Los representantes de la Junta realista decidieron mandar un aviso al cabecilla francés, indicándole que al acercarse á Cuenca se avistarían con él y verían la manera de que los realistas se apoderaran de la ciudad.

Pensaron en enviar un propio; pero Miguelito dijo que era mejor se presentara él al general realista.

Miguelito así lo hizo; inventó un pretexto para no alarmar á la familia y á la novia, y de noche, á caballo, escoltado por Garcés el Sevillano, que se había vuelto á reunir con él, se presentó en el campamento del francés.

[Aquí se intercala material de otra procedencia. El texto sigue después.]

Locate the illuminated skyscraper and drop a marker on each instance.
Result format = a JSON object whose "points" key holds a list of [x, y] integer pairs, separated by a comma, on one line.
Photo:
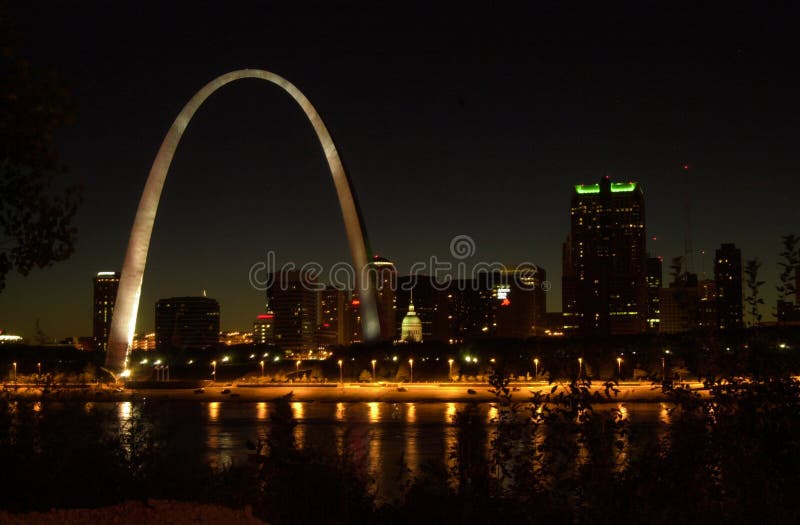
{"points": [[728, 279], [264, 327], [105, 295], [331, 323], [187, 322], [604, 284], [385, 275], [411, 328]]}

Bessieres le recibió muy amablemente; Bessieres debió quedar bien impresionado del aire de seguridad y de dominio de Miguelito, y le habló como á un hombre que venía á proponerle una cosa importante.

El advenedizo francés tenía simpatía por la gente improvisada, y creyó encontrar en Torralba un buen auxiliar, un hombre como él, sin prejuicios ni supersticiones de moral.

Bessieres le dijo á Miguelito que volviera á Cuenca y le trajera un plan bien meditado para apoderarse de la ciudad. Si lo conseguía, haría que inmediatamente se le nombrara capitán y que al año fuera comandante.

Don Miguelito volvió entusiasmado á Cuenca y lleno de grandes esperanzas. Se reunió en seguida con el Chantre y con el capitán Lozano, y entre los tres comenzaron á hacer gestiones para madurar un plan. Luis Torralba, al saberlo, desaprobó la actitud de su hermano.

—¿Has sido liberal y ahora por conveniencia vas á tomar partido con los absolutistas? Me parece mal, muy mal.

Miguel quiso explicar su conducta; pero esto era explicar lo inexplicable.